Though red tape isn’t quite as straightforward to untangle in Malta, it has the incentives of low tax and a favourable ‘tax refund’ scheme, which attracts international firms in offshore finance and wealth management. With scores of investment-savvy and forward-thinking finance professionals, these three locales see strong receptiveness to making cryptocurrency a more reliable and legitimate space.

They all have innovative digital capabilities

All three countries are early adopters of digitisation and constantly seeking ways of extending digital solutions across industries. The three ‘Blockchain Islands’ also possess a mass of customers that are suited to digitalised and e-business – with relatively strong smartphone adoption, people who are savvy with FinTech and e-commerce, sizeable expat and migrant pools as well as a huge volume of unbanked individuals. These qualities make them extremely adept at reinventing their financial landscapes and improving measures to introduce digital currency.

According to a report by the Malta Chamber of Commerce, the barriers to market entry in Malta have never been more penetrable. Innovation is also a direction that the Maltese government is working towards, says Ivan Bartolo, digital entrepreneur and former Nationalist Party candidate. Malta is developing its capabilities to test-bed innovation in areas including responsive traffic congestion solutions, digital regulation enforcement, healthcare apps, online education portals, and other key infrastructural plans.

Singapore’s digital innovation is also fiercely competitive and expanding at an unprecedented rate covering FinTech, MedTech, media, AI, robotics and e-commerce among a plethora of industries. Some of Singapore’s business leaders attribute it to the city’s world-class infrastructure that nurture a hub for start-up activity.

“Over the past couple of years, Singapore will also become a centre for start-up activity. It’s a great environment for us to be in because we often become the bridge between global clients who are doing digital reinvention and need the fresh thinking of a start-up to change,”  says ASEAN Lead for IBM iX Stefan Hirsch in an EDB (Singapore Economic Development Board) report.

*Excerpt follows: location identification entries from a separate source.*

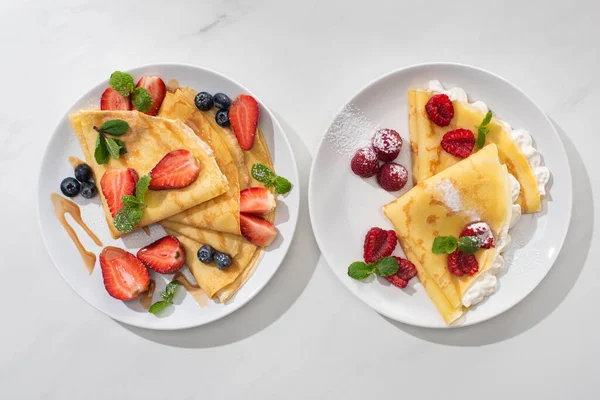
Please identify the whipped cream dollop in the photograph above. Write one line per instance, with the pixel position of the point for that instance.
(520, 137)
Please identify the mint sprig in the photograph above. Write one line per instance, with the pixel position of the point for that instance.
(385, 267)
(133, 209)
(263, 174)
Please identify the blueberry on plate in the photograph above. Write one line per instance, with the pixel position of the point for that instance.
(222, 118)
(223, 260)
(83, 172)
(203, 101)
(222, 101)
(88, 190)
(206, 254)
(70, 187)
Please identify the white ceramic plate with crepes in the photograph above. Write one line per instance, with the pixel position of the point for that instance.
(343, 206)
(185, 313)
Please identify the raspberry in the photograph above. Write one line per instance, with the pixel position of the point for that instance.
(364, 163)
(460, 263)
(387, 144)
(378, 244)
(482, 232)
(459, 142)
(440, 109)
(392, 177)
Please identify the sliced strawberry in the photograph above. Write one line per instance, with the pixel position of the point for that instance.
(125, 277)
(378, 244)
(257, 201)
(115, 184)
(243, 116)
(113, 100)
(164, 256)
(157, 89)
(257, 230)
(176, 170)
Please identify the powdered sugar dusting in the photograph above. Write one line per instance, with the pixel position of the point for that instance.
(350, 131)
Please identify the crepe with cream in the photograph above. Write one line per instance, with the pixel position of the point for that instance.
(477, 189)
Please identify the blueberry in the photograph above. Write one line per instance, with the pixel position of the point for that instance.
(222, 117)
(203, 101)
(206, 254)
(88, 190)
(222, 101)
(70, 187)
(223, 260)
(83, 172)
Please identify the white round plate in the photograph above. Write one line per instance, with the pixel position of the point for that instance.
(343, 207)
(186, 313)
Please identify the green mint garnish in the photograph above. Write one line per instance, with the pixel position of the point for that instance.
(141, 99)
(385, 267)
(122, 82)
(263, 174)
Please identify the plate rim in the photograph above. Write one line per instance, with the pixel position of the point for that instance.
(311, 202)
(294, 214)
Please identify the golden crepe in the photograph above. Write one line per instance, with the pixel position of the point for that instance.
(476, 189)
(148, 141)
(428, 157)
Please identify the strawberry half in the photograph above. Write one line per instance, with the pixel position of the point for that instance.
(164, 256)
(243, 116)
(176, 170)
(378, 244)
(257, 230)
(113, 100)
(257, 201)
(157, 89)
(125, 277)
(115, 184)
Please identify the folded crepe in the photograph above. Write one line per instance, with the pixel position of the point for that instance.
(148, 141)
(477, 189)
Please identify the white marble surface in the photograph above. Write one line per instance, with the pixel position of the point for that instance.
(304, 336)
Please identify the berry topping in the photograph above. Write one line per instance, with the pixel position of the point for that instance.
(157, 89)
(257, 201)
(460, 263)
(88, 190)
(482, 232)
(70, 187)
(125, 277)
(440, 109)
(164, 256)
(206, 254)
(244, 119)
(204, 101)
(256, 230)
(113, 100)
(392, 177)
(459, 142)
(387, 144)
(378, 244)
(115, 184)
(176, 170)
(222, 118)
(364, 163)
(223, 260)
(83, 172)
(222, 101)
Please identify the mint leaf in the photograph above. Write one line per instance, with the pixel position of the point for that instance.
(101, 153)
(141, 99)
(359, 270)
(386, 266)
(114, 127)
(159, 305)
(468, 244)
(122, 82)
(444, 245)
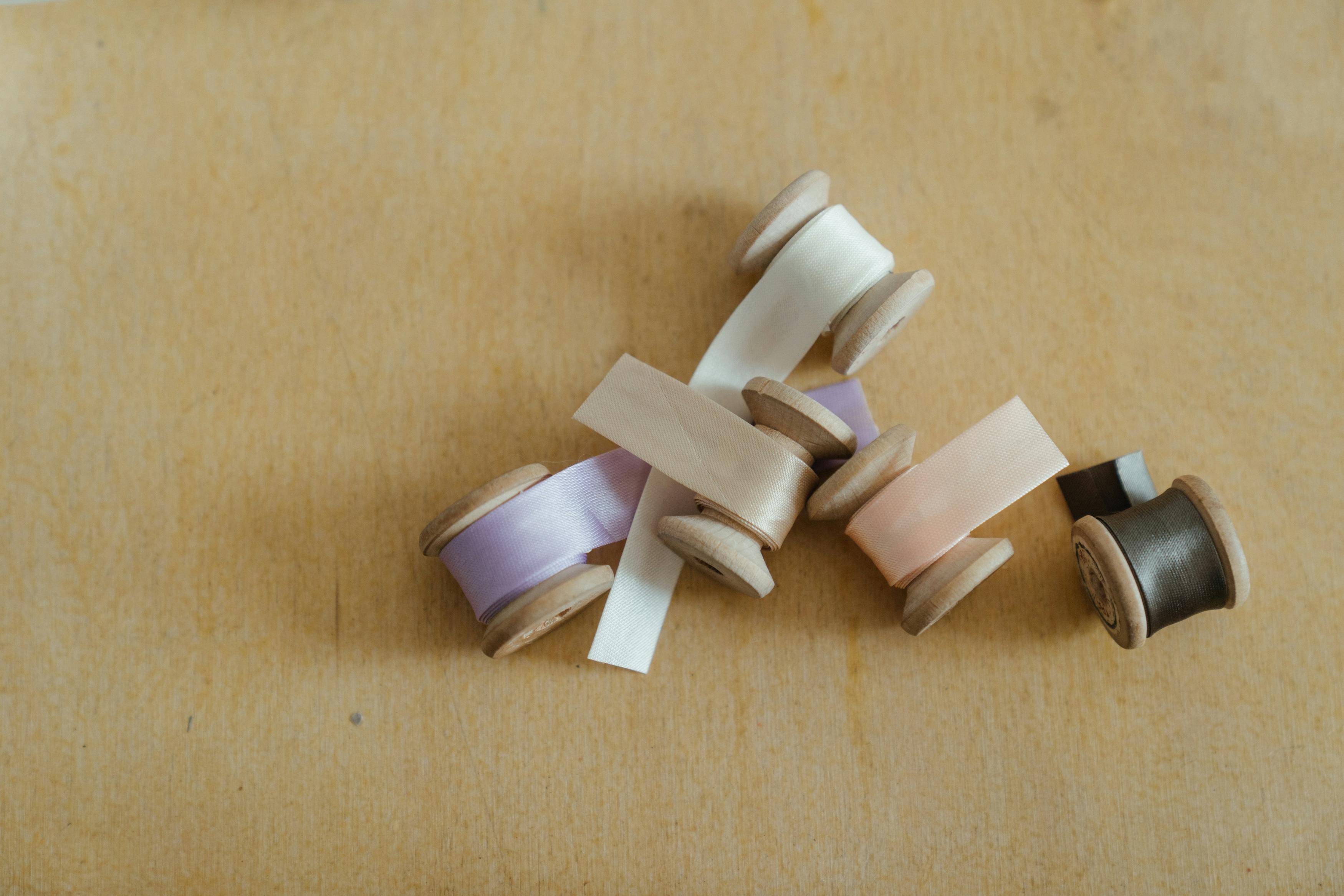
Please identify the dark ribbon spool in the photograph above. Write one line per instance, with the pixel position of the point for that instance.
(1174, 558)
(1164, 538)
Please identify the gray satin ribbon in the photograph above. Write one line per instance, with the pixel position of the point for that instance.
(1108, 488)
(1174, 558)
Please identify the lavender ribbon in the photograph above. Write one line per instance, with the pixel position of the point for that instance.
(549, 528)
(554, 524)
(846, 401)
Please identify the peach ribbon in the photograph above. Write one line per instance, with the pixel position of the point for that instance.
(925, 512)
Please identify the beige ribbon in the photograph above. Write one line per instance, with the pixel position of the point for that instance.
(701, 445)
(927, 511)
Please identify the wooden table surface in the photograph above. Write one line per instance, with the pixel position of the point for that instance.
(283, 280)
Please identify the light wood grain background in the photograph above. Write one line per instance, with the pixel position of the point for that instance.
(280, 280)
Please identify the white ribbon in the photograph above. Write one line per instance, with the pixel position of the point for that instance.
(814, 280)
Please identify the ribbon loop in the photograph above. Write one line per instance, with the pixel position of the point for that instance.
(820, 272)
(925, 512)
(550, 527)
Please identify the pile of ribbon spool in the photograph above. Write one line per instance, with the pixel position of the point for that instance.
(715, 472)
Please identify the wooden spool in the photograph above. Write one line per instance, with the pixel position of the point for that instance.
(865, 327)
(540, 609)
(1109, 580)
(728, 548)
(949, 578)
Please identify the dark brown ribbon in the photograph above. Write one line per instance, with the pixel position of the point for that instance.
(1174, 558)
(1108, 488)
(1166, 540)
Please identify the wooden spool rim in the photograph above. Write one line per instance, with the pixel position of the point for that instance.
(476, 504)
(1220, 526)
(803, 420)
(780, 221)
(877, 464)
(718, 550)
(877, 318)
(951, 578)
(545, 608)
(1109, 583)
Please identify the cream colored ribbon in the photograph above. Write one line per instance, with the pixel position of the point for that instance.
(812, 281)
(701, 445)
(927, 511)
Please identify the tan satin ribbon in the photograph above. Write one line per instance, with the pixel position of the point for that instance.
(702, 447)
(936, 504)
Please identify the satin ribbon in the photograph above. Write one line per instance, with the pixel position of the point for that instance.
(925, 512)
(548, 528)
(554, 524)
(1174, 558)
(1108, 488)
(702, 447)
(846, 401)
(811, 283)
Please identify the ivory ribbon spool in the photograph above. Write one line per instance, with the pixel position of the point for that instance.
(861, 328)
(914, 522)
(1160, 562)
(826, 268)
(515, 556)
(721, 543)
(749, 483)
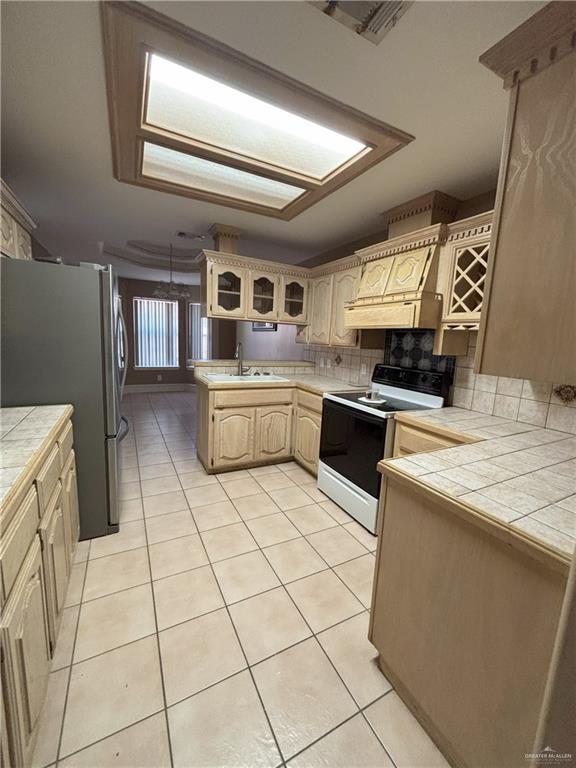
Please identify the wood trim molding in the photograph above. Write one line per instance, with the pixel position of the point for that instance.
(542, 40)
(14, 207)
(433, 235)
(131, 30)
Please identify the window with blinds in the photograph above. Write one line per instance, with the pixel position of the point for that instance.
(156, 333)
(199, 334)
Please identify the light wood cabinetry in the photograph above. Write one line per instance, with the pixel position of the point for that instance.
(15, 226)
(344, 289)
(234, 430)
(531, 280)
(320, 310)
(40, 524)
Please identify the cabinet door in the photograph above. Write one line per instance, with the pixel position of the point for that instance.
(70, 501)
(263, 296)
(55, 558)
(307, 439)
(344, 289)
(26, 649)
(273, 432)
(227, 291)
(320, 311)
(294, 300)
(233, 436)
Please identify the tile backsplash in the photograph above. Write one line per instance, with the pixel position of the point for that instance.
(531, 402)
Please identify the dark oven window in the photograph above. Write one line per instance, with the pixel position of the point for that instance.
(352, 444)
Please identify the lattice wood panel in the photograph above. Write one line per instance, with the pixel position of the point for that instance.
(469, 278)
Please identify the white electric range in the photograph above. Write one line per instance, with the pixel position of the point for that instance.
(358, 431)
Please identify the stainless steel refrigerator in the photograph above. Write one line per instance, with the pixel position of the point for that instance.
(63, 339)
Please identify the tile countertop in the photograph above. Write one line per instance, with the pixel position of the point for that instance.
(24, 432)
(519, 474)
(316, 384)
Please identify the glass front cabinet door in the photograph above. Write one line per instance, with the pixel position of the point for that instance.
(263, 296)
(294, 300)
(228, 292)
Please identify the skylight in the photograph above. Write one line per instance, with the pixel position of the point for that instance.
(191, 116)
(187, 102)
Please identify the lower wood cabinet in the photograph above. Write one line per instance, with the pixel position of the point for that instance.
(307, 438)
(26, 652)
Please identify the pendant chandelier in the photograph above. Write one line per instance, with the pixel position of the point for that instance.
(171, 290)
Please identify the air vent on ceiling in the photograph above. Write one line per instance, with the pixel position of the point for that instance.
(370, 20)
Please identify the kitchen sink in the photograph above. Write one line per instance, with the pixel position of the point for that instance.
(224, 377)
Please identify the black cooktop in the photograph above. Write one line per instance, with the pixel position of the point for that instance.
(388, 404)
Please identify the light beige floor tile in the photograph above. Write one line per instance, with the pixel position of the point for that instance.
(114, 620)
(268, 623)
(310, 519)
(228, 541)
(351, 745)
(131, 510)
(199, 653)
(197, 479)
(355, 658)
(164, 503)
(205, 494)
(190, 465)
(46, 750)
(335, 511)
(294, 559)
(158, 485)
(360, 533)
(170, 526)
(223, 726)
(157, 470)
(215, 515)
(176, 555)
(130, 536)
(75, 585)
(116, 572)
(65, 640)
(244, 576)
(290, 498)
(265, 471)
(358, 576)
(303, 696)
(185, 596)
(255, 506)
(238, 489)
(336, 545)
(323, 600)
(313, 491)
(405, 740)
(144, 745)
(109, 692)
(276, 482)
(237, 474)
(128, 491)
(272, 529)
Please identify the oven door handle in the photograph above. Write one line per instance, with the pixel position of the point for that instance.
(354, 412)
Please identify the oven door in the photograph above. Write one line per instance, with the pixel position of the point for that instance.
(352, 442)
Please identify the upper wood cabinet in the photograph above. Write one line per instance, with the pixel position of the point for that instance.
(344, 289)
(321, 310)
(263, 296)
(294, 299)
(528, 325)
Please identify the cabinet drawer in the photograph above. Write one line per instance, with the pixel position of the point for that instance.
(16, 540)
(48, 477)
(250, 397)
(411, 440)
(65, 441)
(309, 400)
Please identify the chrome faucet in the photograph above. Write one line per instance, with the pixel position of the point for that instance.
(238, 356)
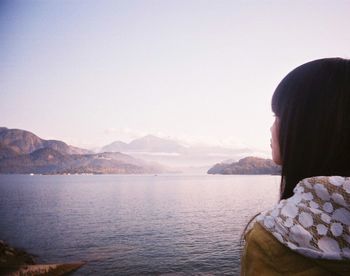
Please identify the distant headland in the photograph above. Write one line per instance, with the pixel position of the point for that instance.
(23, 152)
(248, 165)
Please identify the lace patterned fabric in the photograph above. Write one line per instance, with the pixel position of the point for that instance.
(315, 221)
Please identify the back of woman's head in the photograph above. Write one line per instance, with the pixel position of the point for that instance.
(313, 106)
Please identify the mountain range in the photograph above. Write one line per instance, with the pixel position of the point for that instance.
(176, 154)
(23, 152)
(247, 165)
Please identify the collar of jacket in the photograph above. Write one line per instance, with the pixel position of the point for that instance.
(315, 221)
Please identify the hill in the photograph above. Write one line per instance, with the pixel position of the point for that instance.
(23, 152)
(248, 165)
(18, 141)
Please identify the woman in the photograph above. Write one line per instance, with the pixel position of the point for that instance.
(308, 232)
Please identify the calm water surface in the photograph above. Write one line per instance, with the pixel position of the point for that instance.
(134, 224)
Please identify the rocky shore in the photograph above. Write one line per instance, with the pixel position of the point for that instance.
(18, 262)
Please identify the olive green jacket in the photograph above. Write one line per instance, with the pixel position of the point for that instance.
(264, 255)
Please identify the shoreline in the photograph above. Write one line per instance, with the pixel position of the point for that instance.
(15, 261)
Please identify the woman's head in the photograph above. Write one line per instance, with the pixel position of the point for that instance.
(312, 106)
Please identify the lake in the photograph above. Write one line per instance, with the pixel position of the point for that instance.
(134, 224)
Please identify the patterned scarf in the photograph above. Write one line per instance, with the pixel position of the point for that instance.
(315, 221)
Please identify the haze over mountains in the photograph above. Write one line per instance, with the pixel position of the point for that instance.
(176, 154)
(23, 152)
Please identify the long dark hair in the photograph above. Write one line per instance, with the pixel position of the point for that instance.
(313, 105)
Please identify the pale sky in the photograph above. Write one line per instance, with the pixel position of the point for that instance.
(92, 72)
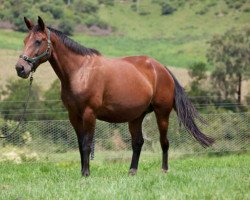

Collaboration is also key to coming up with top-notch world-class solutions says Accenture’s ASEAN Senior Managing Director Teo Lay Lim in an EDB report. “In the digital world, no company stands alone or can do it all. It requires collaboration, co-creation to succeed and you want to be in a place where the ecosystem exists so you can find partners, from start-ups to niche solution providers to global companies.”

Among the three nations, Hong Kong’s digitisation path ahead feels the rockiest, with several multinationals relocating to China’s coastal cities such as Chengdu and Xiamen. Start-ups operating in Hong Kong also receive limited government and institutional support as compared to Singapore or London and a ‘Smarter Digital City’ white paper by Google observes most Hong Kong companies are spending on “basic” activities like website and content development, e-commerce, and CRM, without giving much thought to execution and integration.

Across the board, both traditionally bureaucratic as well as more nimble sectors feel a strong urge to develop their digital-driven innovation, necessary for encouraging financial diversification and incorporating blockchain technology. From AXA, HSBC, Lan Kwai Fong, a hospitality and nightlife venue, Airport Authority Hong Kong and Lane Crawford, retail agency leaser and consultancy, these organisations have had their efforts in scaling digital transformation recognised by the IDC (Enterprise Internet Data Centre Hong Kong).

“These digital changemakers have been honoured for making radical and difficult changes to their organisational structure, having a single strategy, new metrics, and an integrated technology platform for scale,” says Daniel-Zoe Jimenez, Research Director for Digital Transformation, IDC Asia-Pacific.